Friday 18 September 2020

The cars of Paul Banham

In the last few weeks a couple of cars from the Banham Conversion stables made it to the market and I thought that made it about time to show some of the creations of Paul Banham here also. I believe that Banham ceased trading by this time, but he used to be a particularly prolific designer who pumped out a great of number of kits and conversions, ranging from Aston Martin- and Bentley convertibles to Porsche 550 Spyder and Ford RS200 replicas. 

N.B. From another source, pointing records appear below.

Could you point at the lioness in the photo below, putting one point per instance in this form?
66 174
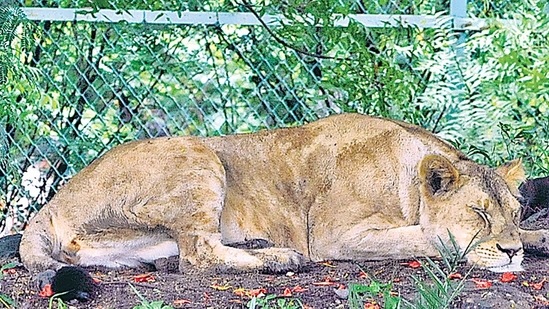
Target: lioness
346 187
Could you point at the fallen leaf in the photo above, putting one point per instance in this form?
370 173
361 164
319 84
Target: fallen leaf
257 292
242 292
539 285
328 264
453 276
220 287
326 282
144 278
181 302
298 289
541 299
373 305
46 291
287 292
482 283
236 301
507 277
342 293
413 264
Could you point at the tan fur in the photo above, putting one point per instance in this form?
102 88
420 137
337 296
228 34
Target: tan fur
348 187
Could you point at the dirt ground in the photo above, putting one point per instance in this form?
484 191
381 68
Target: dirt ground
318 285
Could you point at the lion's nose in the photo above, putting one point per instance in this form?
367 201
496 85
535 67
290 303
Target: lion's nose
509 251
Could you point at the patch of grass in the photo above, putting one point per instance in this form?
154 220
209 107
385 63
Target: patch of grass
6 301
145 304
442 290
6 267
60 303
272 301
439 291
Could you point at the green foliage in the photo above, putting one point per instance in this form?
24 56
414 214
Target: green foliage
72 90
440 291
6 301
53 301
6 267
272 301
377 292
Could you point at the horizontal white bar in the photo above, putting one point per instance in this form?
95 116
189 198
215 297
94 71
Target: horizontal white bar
245 19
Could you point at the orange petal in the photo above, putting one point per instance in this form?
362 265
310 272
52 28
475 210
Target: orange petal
144 278
219 287
257 292
371 306
298 289
507 277
539 285
481 283
180 302
287 292
455 276
413 264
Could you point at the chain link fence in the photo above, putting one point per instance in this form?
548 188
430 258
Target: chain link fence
98 84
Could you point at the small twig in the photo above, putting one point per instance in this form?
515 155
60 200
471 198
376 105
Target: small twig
284 43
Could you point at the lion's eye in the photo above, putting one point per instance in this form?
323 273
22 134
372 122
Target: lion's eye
484 215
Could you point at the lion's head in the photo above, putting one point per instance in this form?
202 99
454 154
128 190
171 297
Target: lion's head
475 204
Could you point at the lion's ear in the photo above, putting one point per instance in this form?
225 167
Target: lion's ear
438 175
513 174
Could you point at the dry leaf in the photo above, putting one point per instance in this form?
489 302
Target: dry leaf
507 277
482 283
144 278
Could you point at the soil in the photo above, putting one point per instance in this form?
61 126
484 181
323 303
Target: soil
318 285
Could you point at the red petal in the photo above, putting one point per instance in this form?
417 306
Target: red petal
144 278
455 276
539 285
287 292
298 289
507 277
46 291
413 264
481 283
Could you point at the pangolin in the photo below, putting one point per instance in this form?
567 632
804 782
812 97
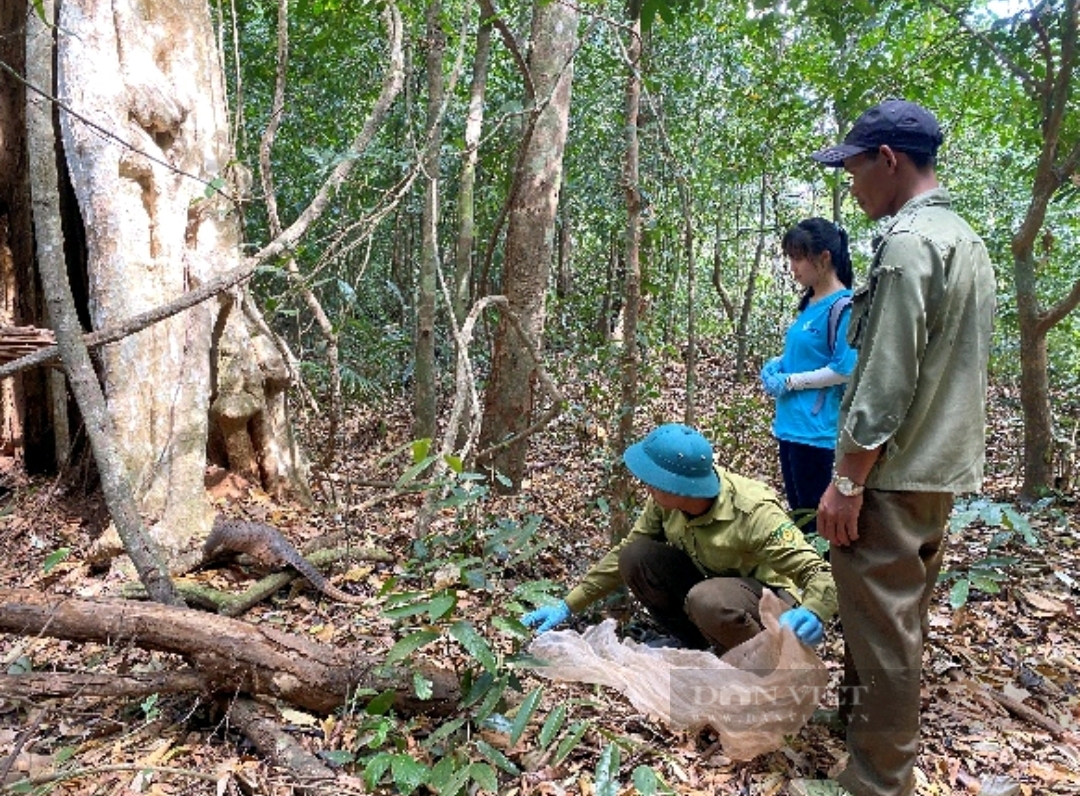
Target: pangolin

Best known became perhaps his clever Banham Sprint which replicated the Austin-Healey Sprite Mk1 and closely resembled it, too, despite having a Mini base. Banham reputedly found out that the Sprite Mk1 was originally meant to be Mini-based, which gave him the idea. Banham reputedly sold some 300 kits, making the Sprint one of his best sellers. There was also the Mini speedster, which was a pretty straightforward conversion to turn any Mini saloon into a two-seater with chopped down roof, A-pillars and windscreen plus twin roll-hoops and removable rear cover panel. 

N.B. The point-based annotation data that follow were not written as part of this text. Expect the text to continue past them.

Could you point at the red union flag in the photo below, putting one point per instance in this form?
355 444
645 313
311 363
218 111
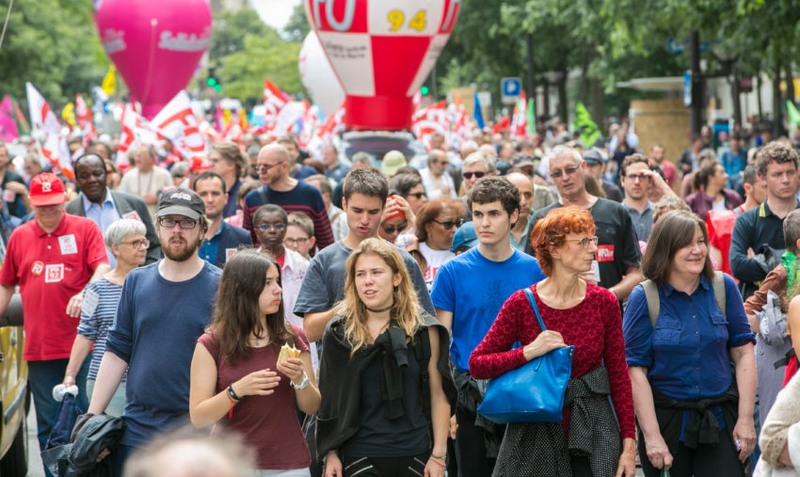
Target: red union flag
382 51
178 123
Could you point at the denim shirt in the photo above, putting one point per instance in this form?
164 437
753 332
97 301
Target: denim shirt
688 353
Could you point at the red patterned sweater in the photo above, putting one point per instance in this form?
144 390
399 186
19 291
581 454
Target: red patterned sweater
595 328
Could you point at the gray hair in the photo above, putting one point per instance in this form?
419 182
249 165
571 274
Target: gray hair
121 228
564 151
480 157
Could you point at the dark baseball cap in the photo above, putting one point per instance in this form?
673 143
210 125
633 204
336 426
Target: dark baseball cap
181 202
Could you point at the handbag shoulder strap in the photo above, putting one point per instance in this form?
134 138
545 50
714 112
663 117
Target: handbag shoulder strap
532 300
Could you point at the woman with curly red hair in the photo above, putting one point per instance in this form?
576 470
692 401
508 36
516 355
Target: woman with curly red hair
593 439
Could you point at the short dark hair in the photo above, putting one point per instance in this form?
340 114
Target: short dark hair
403 183
369 182
671 233
270 209
774 152
493 188
631 160
208 175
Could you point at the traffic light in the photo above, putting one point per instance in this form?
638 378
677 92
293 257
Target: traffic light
212 81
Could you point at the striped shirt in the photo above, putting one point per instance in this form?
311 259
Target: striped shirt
98 311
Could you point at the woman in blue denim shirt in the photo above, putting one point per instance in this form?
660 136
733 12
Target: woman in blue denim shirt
693 374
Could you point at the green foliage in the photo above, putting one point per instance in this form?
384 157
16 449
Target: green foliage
54 45
297 28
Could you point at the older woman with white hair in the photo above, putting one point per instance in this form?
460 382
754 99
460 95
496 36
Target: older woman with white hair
126 240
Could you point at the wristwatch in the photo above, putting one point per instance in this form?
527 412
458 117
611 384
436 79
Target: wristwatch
302 385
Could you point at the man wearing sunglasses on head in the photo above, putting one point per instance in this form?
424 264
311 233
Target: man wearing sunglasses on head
616 266
163 310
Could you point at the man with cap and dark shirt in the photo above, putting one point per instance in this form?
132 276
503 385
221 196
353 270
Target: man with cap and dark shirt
163 309
595 166
51 258
104 206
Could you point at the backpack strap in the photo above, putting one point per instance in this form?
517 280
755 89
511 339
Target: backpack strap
654 301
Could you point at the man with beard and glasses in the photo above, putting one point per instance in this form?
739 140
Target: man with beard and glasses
104 206
163 309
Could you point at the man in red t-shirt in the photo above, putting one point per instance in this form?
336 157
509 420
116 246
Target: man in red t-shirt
51 258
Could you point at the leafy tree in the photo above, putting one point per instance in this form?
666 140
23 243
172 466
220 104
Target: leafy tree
297 28
54 45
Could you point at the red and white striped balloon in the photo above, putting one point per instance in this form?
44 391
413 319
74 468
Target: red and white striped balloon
382 51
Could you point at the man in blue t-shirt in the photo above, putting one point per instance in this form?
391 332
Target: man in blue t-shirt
163 309
468 292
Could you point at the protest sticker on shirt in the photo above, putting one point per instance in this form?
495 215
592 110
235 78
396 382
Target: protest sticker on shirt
37 268
90 300
67 244
54 273
132 215
230 252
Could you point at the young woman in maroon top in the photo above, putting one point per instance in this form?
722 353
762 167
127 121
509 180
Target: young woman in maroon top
237 380
575 312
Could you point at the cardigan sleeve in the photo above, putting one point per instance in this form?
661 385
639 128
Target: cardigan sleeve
494 356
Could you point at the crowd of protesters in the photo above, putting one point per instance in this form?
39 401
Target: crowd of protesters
343 315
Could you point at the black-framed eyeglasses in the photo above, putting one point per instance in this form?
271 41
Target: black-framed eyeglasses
392 229
567 170
264 168
469 175
449 224
266 226
185 224
138 243
586 241
296 242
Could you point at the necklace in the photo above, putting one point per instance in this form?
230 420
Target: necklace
380 310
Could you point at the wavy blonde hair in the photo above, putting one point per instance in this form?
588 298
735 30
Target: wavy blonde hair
406 310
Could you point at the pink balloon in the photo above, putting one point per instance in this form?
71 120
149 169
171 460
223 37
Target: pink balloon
156 45
382 51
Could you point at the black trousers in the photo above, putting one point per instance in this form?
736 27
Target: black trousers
706 460
413 466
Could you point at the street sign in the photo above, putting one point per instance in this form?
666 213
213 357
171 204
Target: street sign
687 88
511 89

The Mini Metro was another Banham favourite and could be turned into the Banham Superbug (a open buggy style car), the Banham X99 (Audi TT concept-inspired Coupe and Convertible), Banham Bat (futuristic-looking development of the X99). I went to Paul's workshop in Kent in 2013 to see and drive his latest (Jaguar based) creation at the time and spent a lovely day with the man full of great stories.

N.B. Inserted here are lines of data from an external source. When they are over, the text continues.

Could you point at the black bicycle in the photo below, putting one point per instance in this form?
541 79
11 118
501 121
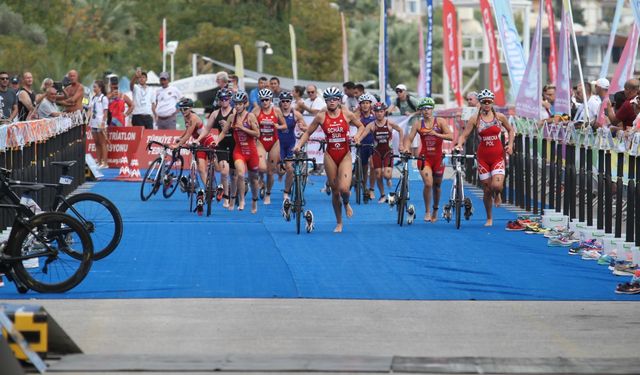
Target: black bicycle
300 161
400 197
49 252
457 200
100 217
164 172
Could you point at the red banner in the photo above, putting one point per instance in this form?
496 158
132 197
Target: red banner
451 55
553 62
495 71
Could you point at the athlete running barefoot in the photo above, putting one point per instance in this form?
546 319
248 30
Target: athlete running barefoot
224 162
490 152
432 132
194 128
337 159
269 120
287 136
245 154
381 130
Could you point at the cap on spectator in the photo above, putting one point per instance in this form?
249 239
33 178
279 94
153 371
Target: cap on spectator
603 82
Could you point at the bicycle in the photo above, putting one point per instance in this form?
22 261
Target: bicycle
457 198
48 252
300 161
357 179
162 173
400 196
100 217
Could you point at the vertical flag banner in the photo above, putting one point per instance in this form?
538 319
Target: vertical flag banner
553 61
428 62
495 71
563 93
345 51
421 60
604 70
451 55
624 70
511 46
294 54
528 101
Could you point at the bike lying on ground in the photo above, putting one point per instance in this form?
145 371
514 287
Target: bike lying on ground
100 217
49 252
457 200
300 170
400 197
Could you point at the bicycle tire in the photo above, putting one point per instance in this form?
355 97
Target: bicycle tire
66 231
151 180
177 166
458 199
102 220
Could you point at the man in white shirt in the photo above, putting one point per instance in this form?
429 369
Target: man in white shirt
313 104
164 108
143 100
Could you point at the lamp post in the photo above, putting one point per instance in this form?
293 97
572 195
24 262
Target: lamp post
172 46
261 45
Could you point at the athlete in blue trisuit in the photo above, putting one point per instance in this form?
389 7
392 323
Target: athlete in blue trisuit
287 136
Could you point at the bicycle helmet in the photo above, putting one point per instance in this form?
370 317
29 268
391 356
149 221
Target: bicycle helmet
379 106
332 93
285 95
265 94
486 94
185 103
426 103
366 97
240 97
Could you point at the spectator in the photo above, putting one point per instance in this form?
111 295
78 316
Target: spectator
8 102
274 85
142 100
72 95
164 107
313 104
47 107
404 103
98 107
348 97
595 101
117 103
263 82
26 97
622 118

Paul Banham with the Jaguar based XK180 several years ago when we had a great day out
Picture courtesy Pieter E Kamp

Sprite? Nope, it's a Sprint. That's the Mini based Banham Sprint to be exact
Picture Ebay.co.uk

 Banham is believed to have sold around 300 Sprint kits, making it one of his best sellers
Picture Jeroen Booij archive

The original Sprite uses an A-series engine, but not placed like this one in the Sprint
Picture Ebay.co.uk

 The Banham Speedster was a Mini saloon turned into a two-seater roadster 
Picture Ebay.co.uk

 While the Banham Superbug was perhaps a beach buggy for the 2000s. Not many were made
Picture Ebay.co.uk

And how about the Metro based banham Bat? Its styling was certainly unique
Picture Ebay.co.uk

7 comments:

  1. Would love to get my hands on one of Pauls mini speedster kits or even find out who has the moulds, anyone have any info please make a post

    ReplyDelete
    Replies
    1. The purple car has just re-appeared for sale on Ebay right now...

      Delete
  2. any one know for a hardtop, for x21/99/bat?

    ReplyDelete
  3. His conversions are awful. Was Paul blind? Who would do such horrible things to innocent cars?

    ReplyDelete
    Replies
    1. You've ended up in the wrong corner of the world wide web mate! Please go back to the more-of-the-same-classic-cars unanimity pages.

      Delete
  4. somebody kick you guide dog then? What do you drive a Sandero maybe? ... or a Nissan Duke perhaps?

    ReplyDelete
  5. The ideas were ok but the execution was dreadfull, the quality of the sprint kits in particular were dire and yet it should have been so easy to get them right as you can buy really good front and rear GRP panels.